Thousands at HP subsidiary in China strike against board chairman nomination

The world's second-largest network device maker is striking against its parent company HP, demanding more autonomy.
Written by Liu Jiayi, Contributor

More than 3,000 employees at the world's second-largest network device maker H3C Technologies Co Limited have continued their strike into its third week against parent company Hewlett-Packard's nomination of a new chairman. The striking employees are demanding the reinstatement of the fired leader of its workers' representative, and their right to have involvement in the company's management and decision-making process.

HP plans to pilot its senior manager Mao Yunan inside H3C, repack its profitable network business with HP's struggling server sector, and sell part of H3C to a new owner while maintaining its status as a major shareholder, according to a report from China Economic Daily, published on February 2.

But workers at the Hangzhou-based company fear that Mao, who has been known for capital investment rather than business management, will cleanse old managers and employees within the marketing and sales departments.

Led by Wang Wei, director of the marketing department and elected workers' representative, more than 4,400 people have signed the solidarity letter, and more than 3,000 joined the strike starting from January 19, two days after HP announced Mao's nomination, as reported by Jiemian.com last month.

The workers' demands include: Mao holding no position within H3C; maintaining the company's autonomy and current management staff; convening a staff conference promptly and initiating negotiation between the company and its workers; assuring workers' universal rights to company shares; and keeping the right to strike until a written agreement is reached.
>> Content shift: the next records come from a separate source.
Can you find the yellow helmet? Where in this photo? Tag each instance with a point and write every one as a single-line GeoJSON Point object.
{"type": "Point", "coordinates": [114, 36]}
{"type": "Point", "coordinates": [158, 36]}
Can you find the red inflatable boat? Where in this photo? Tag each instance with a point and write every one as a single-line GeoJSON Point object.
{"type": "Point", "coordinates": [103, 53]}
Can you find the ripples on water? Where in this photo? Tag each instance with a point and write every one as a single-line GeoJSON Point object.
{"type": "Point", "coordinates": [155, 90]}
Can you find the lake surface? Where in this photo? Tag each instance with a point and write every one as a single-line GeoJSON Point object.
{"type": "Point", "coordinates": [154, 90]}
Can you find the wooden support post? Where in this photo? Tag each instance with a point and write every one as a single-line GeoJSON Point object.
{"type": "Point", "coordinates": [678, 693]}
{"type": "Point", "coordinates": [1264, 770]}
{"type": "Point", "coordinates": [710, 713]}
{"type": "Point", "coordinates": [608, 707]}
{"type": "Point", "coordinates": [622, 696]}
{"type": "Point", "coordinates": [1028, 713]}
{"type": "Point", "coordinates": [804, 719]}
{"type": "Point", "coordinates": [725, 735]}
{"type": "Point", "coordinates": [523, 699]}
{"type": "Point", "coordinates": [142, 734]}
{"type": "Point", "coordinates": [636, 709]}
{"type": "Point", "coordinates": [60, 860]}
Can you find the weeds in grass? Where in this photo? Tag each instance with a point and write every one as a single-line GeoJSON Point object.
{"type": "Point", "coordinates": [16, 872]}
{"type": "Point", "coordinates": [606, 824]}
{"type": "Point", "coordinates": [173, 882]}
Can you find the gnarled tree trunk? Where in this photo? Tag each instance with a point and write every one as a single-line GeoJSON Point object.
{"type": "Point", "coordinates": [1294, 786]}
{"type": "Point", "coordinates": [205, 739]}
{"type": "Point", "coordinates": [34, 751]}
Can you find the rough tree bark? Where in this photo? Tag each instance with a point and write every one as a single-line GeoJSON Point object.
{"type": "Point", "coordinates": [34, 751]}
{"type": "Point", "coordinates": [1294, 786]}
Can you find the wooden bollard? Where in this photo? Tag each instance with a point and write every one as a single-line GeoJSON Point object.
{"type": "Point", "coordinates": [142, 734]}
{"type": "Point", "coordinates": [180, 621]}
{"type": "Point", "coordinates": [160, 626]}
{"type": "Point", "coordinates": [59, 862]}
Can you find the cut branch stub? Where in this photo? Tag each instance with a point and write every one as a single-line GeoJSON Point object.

HP dismissed Wang on January 23, but the workers voted for another 38 representatives from different departments to bargain on their behalf with HP and demand Wang's reinstatement.

While attributing H3C's business success to solidarity and autonomy over the past 12 years, an employee under the pseudonym of Li Fei told the Weekly that this time will be no different.

"Our representatives will not accept Wang being fired; we have already filed a lawsuit at local authorities. Workers' representatives cannot be removed like this," Li said.

H3C is a leading network device provider -- although it employs less than 1.5 percent of HP's total workforce, it contributed almost 12 percent of the company's global net earning in 2013.

According to an email sent to the Weekly, after working with the current president and CEO Wu Jingchuan, HP's chief executive officer Meg Whitman reassigned Wu as deputy board chair for H3C and her individual China and global network strategy consultant. The email didn't say who will become chairperson.